I shook my head. I realized that I must look sullen at that moment, but I didn’t care. “Will you tell me when I’m going to die?” I said.
She met my gaze. Her dark eyes held depths. “I don’t know,” she said simply.
I blinked. I felt vaguely hurt. Didn’t she care enough to look into my future?
“Of course I care,” she whispered. “I’ve just chosen not to look at those probability waves. Seeing my death is … difficult. Seeing yours would be …” She made a strange noise and I realized that she was weeping. I moved around on the tatami mat until I could put my arms around her. She leaned in against my chest.
“I’m sorry, kiddo,” I said into her hair, although I could not have said exactly what I was sor
ry about. It was strange to feel so happy and so miserable at the same time. The thought of losing her made me want to scream, to throw rocks at the mountainside. As if echoing my feelings, thunder rumbled from the peak to the north.
I kissed her tears away. Then we just kissed, the salt of her tears mingling with the warmth of her mouth. Then we made love again, and this time it was as slow, careful, and timeless as it had been urgent earlier.
When we were lying in the cool breeze again, our cheeks touching, her hand on my chest, she said, “You want to ask something. I can tell it. What?”
I thought of all the questions I had been filled with during her “discussion time” earlier—all of her talks I had missed that I needed to catch up on in order to understand why the communion ceremony was necessary: What is the cruciform really about? What is the Pax up to on those worlds with missing populations? What does the Core really hope to gain in all this? What the hell is the Shrike … is the thing a monster or a guardian? Where did it come from? What’s going to happen to us? What does she see in our future that I need to know in order for us to survive … in order for her to avoid the fate she has known about since before she was born?

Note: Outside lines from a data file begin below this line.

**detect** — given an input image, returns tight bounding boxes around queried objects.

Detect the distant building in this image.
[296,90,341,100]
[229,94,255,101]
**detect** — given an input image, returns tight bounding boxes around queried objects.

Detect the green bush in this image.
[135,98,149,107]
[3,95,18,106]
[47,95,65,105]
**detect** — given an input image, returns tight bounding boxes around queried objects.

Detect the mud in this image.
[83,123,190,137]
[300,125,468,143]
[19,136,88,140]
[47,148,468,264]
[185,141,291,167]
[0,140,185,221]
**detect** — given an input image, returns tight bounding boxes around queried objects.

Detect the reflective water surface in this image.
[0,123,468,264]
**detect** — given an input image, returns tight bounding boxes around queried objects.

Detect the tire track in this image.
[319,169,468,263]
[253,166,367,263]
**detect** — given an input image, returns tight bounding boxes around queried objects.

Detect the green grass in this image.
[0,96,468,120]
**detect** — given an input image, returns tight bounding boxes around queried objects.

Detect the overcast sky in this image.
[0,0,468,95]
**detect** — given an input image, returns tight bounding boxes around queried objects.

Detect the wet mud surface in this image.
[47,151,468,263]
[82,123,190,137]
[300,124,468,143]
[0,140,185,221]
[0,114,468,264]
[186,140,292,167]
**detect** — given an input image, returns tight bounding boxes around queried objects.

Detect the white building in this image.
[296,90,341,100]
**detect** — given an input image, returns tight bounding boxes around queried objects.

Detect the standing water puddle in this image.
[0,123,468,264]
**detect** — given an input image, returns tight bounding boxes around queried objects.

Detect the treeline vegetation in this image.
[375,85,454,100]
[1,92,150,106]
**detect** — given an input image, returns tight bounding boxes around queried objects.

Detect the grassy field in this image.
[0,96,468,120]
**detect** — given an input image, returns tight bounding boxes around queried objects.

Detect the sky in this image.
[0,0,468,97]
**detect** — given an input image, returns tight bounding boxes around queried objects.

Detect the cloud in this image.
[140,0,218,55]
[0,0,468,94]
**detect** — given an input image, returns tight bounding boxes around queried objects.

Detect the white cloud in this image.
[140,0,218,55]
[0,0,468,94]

What’s the giant secret behind the Void Which Binds and why is it so important to connect with it? How are we going to get off this world if the Pax really slagged the only farcaster portal under molten rock and there are Pax warships between the Consul’s ship and us? Who are these “observers” she talked about who have been spying on humanity for centuries? What’s all this about learning the language of the dead and so forth? Why haven’t the Nemes-thing and her clone-siblings killed us yet?
I asked, “You’ve been with someone else? Made love with someone before me?”
This was insanity. It was none of my business. She was almost twenty-two standard years old. I’d slept with women before—I could not remember any of their last names, but in the Home Guard, while working in the Nine Tails Casino—why should I care if—what difference did it make if—I had to know.
She hesitated only a second. “Our first time together was not my … first,” she said.